In re Buszard (Fed. Cir. 2007)
The Buszard application is directed to a flame retardant composition that includes a flexible polyurethane foam base. The PTO Patent Appeal Board rejected Buszard’s patent application as anticipated by a prior patent.
On appeal, the CAFC reversed — Judge Newman penned the opinion that focused on the PTO’s practice of giving claims their ‘broadest reasonable interpretation.’

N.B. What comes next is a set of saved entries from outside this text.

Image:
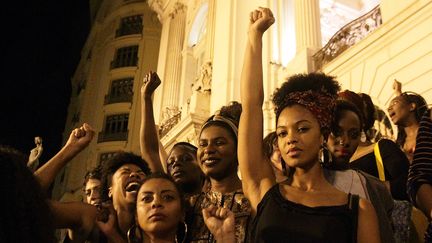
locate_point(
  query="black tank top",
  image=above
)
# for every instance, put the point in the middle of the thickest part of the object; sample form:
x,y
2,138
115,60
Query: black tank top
x,y
280,220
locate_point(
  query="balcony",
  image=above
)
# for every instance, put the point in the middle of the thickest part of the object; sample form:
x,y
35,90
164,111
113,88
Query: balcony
x,y
111,99
109,137
348,36
120,63
128,31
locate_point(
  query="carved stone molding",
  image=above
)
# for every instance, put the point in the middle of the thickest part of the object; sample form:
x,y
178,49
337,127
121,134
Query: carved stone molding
x,y
157,6
170,117
204,79
348,36
177,9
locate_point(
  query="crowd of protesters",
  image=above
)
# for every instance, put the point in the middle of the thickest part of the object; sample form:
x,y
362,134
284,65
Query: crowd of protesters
x,y
325,174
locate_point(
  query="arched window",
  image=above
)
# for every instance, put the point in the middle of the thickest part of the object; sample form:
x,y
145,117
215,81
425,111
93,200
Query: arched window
x,y
199,26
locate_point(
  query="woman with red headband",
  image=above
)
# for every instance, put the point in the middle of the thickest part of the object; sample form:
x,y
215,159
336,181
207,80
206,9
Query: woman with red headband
x,y
305,207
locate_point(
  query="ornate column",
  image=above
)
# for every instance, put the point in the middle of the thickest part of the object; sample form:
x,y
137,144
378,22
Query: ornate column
x,y
307,24
174,56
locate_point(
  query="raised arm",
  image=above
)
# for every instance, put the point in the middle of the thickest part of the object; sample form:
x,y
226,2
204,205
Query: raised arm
x,y
35,154
256,171
78,140
149,140
397,87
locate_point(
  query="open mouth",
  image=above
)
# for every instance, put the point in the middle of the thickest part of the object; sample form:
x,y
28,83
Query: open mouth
x,y
133,186
177,173
211,161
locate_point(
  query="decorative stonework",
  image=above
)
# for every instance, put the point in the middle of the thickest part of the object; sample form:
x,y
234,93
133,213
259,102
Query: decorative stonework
x,y
170,117
348,36
177,9
203,81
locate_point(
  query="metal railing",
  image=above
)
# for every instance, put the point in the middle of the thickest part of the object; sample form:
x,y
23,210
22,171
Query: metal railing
x,y
348,36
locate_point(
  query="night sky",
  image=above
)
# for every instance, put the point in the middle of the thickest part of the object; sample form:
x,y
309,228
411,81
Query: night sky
x,y
42,41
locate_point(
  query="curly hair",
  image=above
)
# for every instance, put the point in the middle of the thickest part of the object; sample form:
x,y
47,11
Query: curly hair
x,y
269,141
319,83
119,159
187,146
231,114
232,110
135,236
26,216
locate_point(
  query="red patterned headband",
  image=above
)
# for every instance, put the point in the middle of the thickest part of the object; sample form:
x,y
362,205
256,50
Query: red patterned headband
x,y
320,104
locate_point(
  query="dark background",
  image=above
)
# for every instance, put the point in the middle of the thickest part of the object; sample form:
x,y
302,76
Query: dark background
x,y
42,41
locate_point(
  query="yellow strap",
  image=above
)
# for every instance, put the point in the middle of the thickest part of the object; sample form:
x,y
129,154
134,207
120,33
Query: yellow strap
x,y
380,165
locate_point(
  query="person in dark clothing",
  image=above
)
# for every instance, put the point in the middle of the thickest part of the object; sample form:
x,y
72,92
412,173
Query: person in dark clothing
x,y
304,208
420,172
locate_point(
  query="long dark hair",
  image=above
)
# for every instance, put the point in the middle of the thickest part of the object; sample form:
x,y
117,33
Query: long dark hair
x,y
25,216
420,109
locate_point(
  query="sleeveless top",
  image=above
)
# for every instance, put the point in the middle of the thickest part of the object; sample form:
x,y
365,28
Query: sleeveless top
x,y
280,220
235,201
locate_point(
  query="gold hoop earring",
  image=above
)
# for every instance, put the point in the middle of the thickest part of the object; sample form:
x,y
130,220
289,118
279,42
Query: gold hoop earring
x,y
131,234
326,156
185,233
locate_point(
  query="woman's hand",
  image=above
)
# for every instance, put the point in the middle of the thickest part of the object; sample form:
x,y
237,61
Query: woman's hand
x,y
260,20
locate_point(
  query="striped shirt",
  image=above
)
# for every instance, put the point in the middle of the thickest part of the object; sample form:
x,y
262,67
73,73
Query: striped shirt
x,y
420,171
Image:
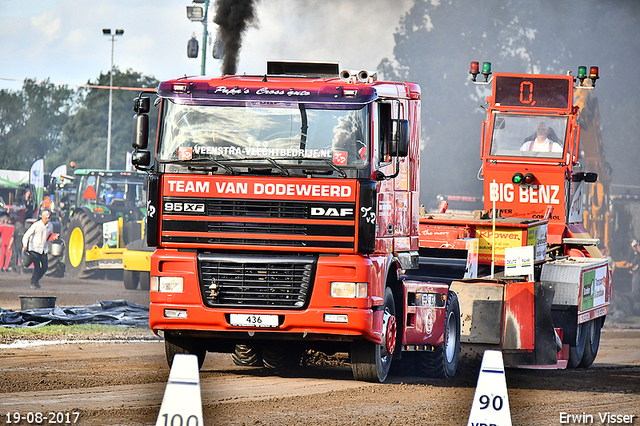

“Buszard’s specification and claims specifically state the requirement of a flexible polyurethane foam…. No matter how broadly “flexible foam…” is construed, it is not a rigid foam…. The [cited prior art] reference describes only a rigid foam reaction mixture that produces a rigid product. Only by mechanically crushing the rigid product into small particles is it rendered flexible, as a rock can be mechanically crushed to produce particles of sand. This description cannot reasonably be construed to describe, and thus to “anticipate,” the flexible foam product of a flexible foam reaction mixture. We agree with Buszard that it is not a reasonable claim interpretation to equate “flexible” with “rigid,” or to equate a crushed rigid polyurethane foam with a flexible polyurethane foam.”
Interestingly, Judge Newman’s claim construction intertwines analysis of the claim language with analysis of the scope of prior art disclosure. Although the PTO may give an applicant’s claims broad interpretation — the scope of the prior art cannot extend beyond its disclosure.
Judge Prost dissented. In Prost’s view, any ambiguities in patent claim terms should be construed against the patentee during prosecution of the patent. That approach avoids the usual ‘guessing game’ of Phillips-style claim construction and it is quite easy for an applicant to make clarifying amendments to claim language.